Briegmann wonders if the driverless (autonomous) car would lead to reduced congestion, but also greater sprawl?
Robert Bruegmann via Bloomberg
The driverless car might well substantially alter all the equations: the division between public and private, the collective and individual. Transportation policy has never been as clear as the polemics on the subject would suggest. The taxi, for example, has long shared characteristics of each. In recent years, the divide between public and private transport has been further eroded with the Zipcar (ZIP), Super Shuttle and other on- demand vehicles such as Personal Rapid Transit, a system of small automated vehicles running on guideways. A pioneering and successful example of PRT, constructed in the 1970s, can still be seen in operation in Morgantown, West Virginia.
What the driverless automobile might do is further break down the distinctions. Suppose an individual can summon a vehicle on demand — a small capsule like a golf cart for doing errands in the city, for example, or something more like a van to transport a track team to another city — and that vehicle can go directly from starting point to destination. The flexibility this system could provide might well reduce the incentive for owning an automobile, which has to serve all purposes, is expensive to buy and maintain, and in most cases spends most of its time taking up valuable space in a garage or parking lot.
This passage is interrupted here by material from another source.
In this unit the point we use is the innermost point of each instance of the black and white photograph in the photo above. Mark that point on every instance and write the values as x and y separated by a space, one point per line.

If the driverless car reduces congestion by maximizing the use of existing highways and taking passengers farther and faster with greater comfort, it could lead to even more dispersed cities. But it could also have the opposite effect.
Given the large amount of space devoted to roads and parking in American cities, even minor increases in collective use of vehicles could lead to less need for new pavement and parking and to higher residential and commercial densities. This would reinforce a trend that is already visible, as new development at the far suburban edge of most urban regions is currently being created at higher densities than in the past and there is a great deal of infill in city centers and close-in suburbs.
Although the driverless automobile, like almost every technological advance, will undoubtedly bring on a great many new problems, it could also help ease several existing problems caused by the automobile, notably traffic fatalities and congestion.
My bet is that the transition will follow an S curve of adoption, with very different models at different stages. At first, when less than 15% of the population use auto-autos it will be like today’s electric cars: a personal choice, but basically leading to only small changes in the ecosystem: for example, very few chargers at strip malls and offices. It is only after the early majority start to adopt auto-autos that things will really change, and I bet it will unfold fastest in cities.
Bruegman mentions taxis as vehicles that have elements of both public and private transportation. What happens, though, when taxis are autonomous, and no longer require taxi drivers? First of all, they become much much cheaper. Let’s imagine that 50% of the expense of a taxi is the human driving it. So taxi fares could — would — drop by at least half, and probably more, including the tip!
In such a scenario, those living anywhere with a high enough population density to support taxis would have very strong motivations to not own a car, much more so that today, even given taxis, Zipcar and other public transport. In areas of lower density, even those where taxis are not really viable in large numbers, taxis would become much more prevalent.
My sense is that this would allow for a strong incentive for people to move from lower to higher density areas, along with the added benefit of not requiring parking for the no-longer necessary car.